Fr Robert Hendrickson

Dear Friends in Christ,

I was pondering something a friend of mine told me. He said, “My morning ritual is to get up, make coffee, and get on my phone to scroll the news.”

I’ll be honest, this would probably be my morning ritual too but we have some rambunctious kids with a different set of their own rituals — today’s involved a harmonica for some reason!

But it made me reflect on the word “ritual” and how it was being used. A basic assumption of ritual is that it’s immediate practical benefit is secondary to what it communicates. For example, in the Eucharist, we generally do not rely on it to feed us as we would a burrito or the like. It’s immediate presenting benefit, as food, is subsumed by the meaning and reality it mediates — it becomes the Body of Christ. So it’s primary meaning and purpose shifts in the ritual.

Back to coffee and news on the phone.

if we take my friend at this word, that coffee and news are ritual, then what deeper real thing is happening as the primary practical benefit is subsumed? What is the coffee in this ritual? Is it the jolt of energy we need in a sleep-deprived world? Is it the stimulant we need to get us to pay attention? Is it telling us something true about our dependence on it to get us through too crammed, too exhausted days?

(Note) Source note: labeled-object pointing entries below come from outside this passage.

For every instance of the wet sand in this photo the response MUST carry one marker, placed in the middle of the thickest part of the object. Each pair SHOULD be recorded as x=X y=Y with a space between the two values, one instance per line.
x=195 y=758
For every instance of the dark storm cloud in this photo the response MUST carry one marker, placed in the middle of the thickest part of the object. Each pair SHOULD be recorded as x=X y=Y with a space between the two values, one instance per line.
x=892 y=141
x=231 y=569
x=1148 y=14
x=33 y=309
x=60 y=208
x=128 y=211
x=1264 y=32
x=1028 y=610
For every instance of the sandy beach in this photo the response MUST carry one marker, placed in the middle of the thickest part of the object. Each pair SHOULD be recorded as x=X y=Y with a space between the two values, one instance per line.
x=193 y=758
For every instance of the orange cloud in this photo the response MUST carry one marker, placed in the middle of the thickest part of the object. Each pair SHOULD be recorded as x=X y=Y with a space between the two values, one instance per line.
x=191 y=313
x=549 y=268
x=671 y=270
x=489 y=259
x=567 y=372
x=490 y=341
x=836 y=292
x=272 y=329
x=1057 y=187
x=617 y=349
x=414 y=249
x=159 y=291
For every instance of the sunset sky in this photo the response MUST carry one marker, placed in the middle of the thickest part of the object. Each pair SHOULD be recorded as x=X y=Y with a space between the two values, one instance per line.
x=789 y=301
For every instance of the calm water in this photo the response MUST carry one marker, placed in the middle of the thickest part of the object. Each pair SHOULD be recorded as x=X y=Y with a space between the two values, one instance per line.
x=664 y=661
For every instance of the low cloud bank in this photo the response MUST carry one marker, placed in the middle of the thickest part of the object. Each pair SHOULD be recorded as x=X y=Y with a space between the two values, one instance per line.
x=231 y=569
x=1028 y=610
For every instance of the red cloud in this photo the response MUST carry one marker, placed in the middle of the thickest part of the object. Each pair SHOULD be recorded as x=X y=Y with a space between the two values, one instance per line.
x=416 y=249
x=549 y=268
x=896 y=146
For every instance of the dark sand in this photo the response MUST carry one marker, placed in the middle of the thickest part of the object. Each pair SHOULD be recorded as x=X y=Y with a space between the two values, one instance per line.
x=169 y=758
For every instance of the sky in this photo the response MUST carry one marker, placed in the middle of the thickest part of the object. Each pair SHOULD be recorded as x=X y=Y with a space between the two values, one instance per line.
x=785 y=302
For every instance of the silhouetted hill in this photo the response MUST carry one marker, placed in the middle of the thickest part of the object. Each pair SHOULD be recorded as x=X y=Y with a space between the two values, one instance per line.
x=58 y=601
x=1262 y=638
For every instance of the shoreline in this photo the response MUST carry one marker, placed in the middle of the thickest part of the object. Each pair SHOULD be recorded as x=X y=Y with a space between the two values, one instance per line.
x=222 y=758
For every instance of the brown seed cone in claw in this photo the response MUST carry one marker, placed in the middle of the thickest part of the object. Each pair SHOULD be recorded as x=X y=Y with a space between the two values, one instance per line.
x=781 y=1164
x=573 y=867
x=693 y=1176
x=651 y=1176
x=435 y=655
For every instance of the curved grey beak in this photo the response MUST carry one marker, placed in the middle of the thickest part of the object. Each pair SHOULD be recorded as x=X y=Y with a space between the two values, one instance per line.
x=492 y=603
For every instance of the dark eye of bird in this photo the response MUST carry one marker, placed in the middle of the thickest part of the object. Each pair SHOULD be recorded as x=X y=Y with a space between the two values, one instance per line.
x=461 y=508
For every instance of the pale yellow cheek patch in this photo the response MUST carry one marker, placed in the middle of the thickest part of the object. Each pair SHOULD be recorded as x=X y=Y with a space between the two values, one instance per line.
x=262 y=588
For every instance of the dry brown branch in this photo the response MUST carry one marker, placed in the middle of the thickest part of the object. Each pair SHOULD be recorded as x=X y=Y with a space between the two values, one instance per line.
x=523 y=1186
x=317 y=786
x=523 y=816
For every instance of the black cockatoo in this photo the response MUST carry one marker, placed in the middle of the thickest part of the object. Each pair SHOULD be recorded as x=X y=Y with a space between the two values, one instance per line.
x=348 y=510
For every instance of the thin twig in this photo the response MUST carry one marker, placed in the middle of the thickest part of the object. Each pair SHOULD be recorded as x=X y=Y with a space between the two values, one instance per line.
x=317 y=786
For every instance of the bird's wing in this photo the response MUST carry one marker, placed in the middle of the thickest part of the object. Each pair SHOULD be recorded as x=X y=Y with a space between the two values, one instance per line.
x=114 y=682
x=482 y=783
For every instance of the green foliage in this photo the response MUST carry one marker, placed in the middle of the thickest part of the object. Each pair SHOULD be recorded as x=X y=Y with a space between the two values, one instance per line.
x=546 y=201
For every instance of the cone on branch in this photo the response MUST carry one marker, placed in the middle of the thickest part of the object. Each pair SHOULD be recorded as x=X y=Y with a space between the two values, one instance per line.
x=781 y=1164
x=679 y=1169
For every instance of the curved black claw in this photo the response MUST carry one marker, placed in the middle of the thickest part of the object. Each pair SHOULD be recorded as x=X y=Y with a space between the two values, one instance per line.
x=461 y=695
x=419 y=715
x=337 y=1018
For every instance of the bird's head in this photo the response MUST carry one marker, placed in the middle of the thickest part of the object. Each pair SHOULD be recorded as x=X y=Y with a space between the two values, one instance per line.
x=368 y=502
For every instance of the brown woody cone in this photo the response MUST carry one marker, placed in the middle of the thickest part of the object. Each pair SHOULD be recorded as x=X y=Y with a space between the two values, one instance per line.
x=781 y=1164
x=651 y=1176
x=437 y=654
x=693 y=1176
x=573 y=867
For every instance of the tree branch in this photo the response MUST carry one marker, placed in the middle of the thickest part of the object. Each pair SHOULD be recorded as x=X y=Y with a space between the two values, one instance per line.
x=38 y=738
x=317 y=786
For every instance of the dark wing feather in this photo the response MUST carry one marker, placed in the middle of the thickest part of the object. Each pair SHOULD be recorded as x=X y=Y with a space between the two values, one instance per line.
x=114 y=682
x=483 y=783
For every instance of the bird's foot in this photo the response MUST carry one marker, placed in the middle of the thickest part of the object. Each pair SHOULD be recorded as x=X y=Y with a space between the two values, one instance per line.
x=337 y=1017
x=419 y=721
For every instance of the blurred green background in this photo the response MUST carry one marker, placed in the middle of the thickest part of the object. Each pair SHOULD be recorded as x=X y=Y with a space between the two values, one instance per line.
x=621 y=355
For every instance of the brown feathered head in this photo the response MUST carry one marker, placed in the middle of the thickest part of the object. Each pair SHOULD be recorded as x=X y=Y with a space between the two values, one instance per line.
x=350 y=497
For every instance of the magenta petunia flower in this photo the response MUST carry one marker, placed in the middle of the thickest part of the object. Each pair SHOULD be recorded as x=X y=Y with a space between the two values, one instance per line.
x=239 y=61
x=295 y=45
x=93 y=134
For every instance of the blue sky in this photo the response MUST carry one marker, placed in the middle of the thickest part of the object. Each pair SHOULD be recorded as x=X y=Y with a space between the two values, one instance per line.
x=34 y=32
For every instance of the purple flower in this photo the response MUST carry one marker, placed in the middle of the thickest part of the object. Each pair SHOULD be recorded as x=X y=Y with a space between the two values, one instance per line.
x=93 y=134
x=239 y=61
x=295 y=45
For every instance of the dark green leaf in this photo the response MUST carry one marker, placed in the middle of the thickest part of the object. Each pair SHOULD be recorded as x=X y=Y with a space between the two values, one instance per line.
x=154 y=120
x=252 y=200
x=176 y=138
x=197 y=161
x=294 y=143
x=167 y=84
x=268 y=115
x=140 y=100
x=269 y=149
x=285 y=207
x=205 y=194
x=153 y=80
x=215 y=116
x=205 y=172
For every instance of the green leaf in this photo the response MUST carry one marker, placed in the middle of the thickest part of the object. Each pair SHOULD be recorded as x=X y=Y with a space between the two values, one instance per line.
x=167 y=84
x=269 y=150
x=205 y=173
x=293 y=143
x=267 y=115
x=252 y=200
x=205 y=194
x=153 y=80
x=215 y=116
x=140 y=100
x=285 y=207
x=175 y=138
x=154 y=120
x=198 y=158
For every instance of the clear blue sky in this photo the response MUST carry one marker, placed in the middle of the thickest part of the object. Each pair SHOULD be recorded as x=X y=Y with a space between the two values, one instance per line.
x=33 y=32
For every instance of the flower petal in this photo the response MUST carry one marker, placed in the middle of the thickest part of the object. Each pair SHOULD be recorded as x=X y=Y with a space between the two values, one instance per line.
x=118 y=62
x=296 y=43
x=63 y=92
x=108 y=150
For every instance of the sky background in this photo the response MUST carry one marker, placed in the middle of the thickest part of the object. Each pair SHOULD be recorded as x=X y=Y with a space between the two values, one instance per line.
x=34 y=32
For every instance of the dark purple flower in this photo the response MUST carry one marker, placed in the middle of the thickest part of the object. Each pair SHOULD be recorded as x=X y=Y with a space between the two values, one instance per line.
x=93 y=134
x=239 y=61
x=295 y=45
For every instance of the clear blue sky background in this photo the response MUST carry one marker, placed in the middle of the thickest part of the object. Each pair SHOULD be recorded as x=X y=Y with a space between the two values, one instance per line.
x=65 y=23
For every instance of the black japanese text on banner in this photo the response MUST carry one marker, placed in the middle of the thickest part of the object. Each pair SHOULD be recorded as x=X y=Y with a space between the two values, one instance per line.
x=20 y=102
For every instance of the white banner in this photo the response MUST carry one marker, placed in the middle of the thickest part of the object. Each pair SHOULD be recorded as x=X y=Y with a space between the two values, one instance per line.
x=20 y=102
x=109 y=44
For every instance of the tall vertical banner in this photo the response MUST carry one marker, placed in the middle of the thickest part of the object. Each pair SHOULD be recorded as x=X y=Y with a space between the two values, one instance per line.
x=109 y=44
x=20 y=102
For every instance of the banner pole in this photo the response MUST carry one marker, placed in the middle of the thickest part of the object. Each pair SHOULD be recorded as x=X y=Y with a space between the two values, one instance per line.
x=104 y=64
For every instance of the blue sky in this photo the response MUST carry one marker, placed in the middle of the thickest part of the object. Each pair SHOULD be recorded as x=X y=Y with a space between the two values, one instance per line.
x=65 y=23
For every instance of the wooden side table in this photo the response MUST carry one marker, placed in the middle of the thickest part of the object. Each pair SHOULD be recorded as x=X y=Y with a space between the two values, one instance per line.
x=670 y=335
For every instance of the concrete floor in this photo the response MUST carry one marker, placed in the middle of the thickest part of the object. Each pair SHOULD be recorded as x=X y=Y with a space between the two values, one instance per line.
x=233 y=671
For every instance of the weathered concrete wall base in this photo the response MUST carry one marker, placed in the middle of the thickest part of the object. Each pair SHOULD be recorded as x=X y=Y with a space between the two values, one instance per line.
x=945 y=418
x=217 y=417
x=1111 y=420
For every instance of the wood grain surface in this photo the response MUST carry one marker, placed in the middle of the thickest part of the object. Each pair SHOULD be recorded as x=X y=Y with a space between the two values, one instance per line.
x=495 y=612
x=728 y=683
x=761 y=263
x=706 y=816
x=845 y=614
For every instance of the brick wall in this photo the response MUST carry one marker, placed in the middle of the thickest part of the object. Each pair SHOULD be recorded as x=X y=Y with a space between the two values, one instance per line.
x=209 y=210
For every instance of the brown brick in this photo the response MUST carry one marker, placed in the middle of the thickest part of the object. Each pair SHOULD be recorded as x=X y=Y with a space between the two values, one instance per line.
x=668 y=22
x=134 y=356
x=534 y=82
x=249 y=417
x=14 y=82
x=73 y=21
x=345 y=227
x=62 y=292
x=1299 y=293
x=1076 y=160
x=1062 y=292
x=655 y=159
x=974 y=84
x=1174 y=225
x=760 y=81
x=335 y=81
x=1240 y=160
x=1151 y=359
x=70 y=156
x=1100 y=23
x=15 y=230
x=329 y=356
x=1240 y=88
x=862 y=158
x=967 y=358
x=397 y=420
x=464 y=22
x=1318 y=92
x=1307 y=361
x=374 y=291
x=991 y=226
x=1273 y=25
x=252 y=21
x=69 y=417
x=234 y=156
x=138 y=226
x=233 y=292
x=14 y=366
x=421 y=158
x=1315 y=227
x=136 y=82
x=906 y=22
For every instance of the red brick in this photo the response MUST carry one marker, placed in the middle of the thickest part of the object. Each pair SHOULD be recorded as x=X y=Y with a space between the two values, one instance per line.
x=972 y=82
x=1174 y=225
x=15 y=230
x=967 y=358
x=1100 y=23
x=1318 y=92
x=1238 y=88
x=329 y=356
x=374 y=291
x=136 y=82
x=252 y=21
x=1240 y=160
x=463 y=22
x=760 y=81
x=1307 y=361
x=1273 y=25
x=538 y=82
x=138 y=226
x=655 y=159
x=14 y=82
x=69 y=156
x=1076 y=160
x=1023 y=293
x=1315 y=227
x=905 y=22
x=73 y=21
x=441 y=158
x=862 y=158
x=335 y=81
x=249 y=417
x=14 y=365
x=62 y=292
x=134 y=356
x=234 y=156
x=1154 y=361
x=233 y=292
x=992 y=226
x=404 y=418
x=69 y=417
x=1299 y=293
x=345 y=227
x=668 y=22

I’m not judging — in fact the comments came up because we were talking about our respective love of coffee. If you’ve been in meetings with me you know I tend to down it by the gallon!

It does bring me to the second bit of the ritual — the news. I wonder how much we need that immediate hit of news-stimulation? If we waited 30 minutes to listen to the birds and watch the sunrise before we dove into details about the infrastructure bill or whatever the controversy of the day is, would we be woefully less informed? I fear the news piece of that ritual is the subsuming of the obvious practical benefit of being informed for the delicious benefit of being right — of being righteously annoyed or enraged.

It may not be coffee or news for you — but I feel like we’re all, myself included, letting rituals of sometimes pernicious effect control how we see, how we hear, and how we even begin our days. Let’s all keep asking questions about what’s really important, what truly gives wisdom, and what binds us together in love. Then let’s hold to rituals that make that a live and living reality.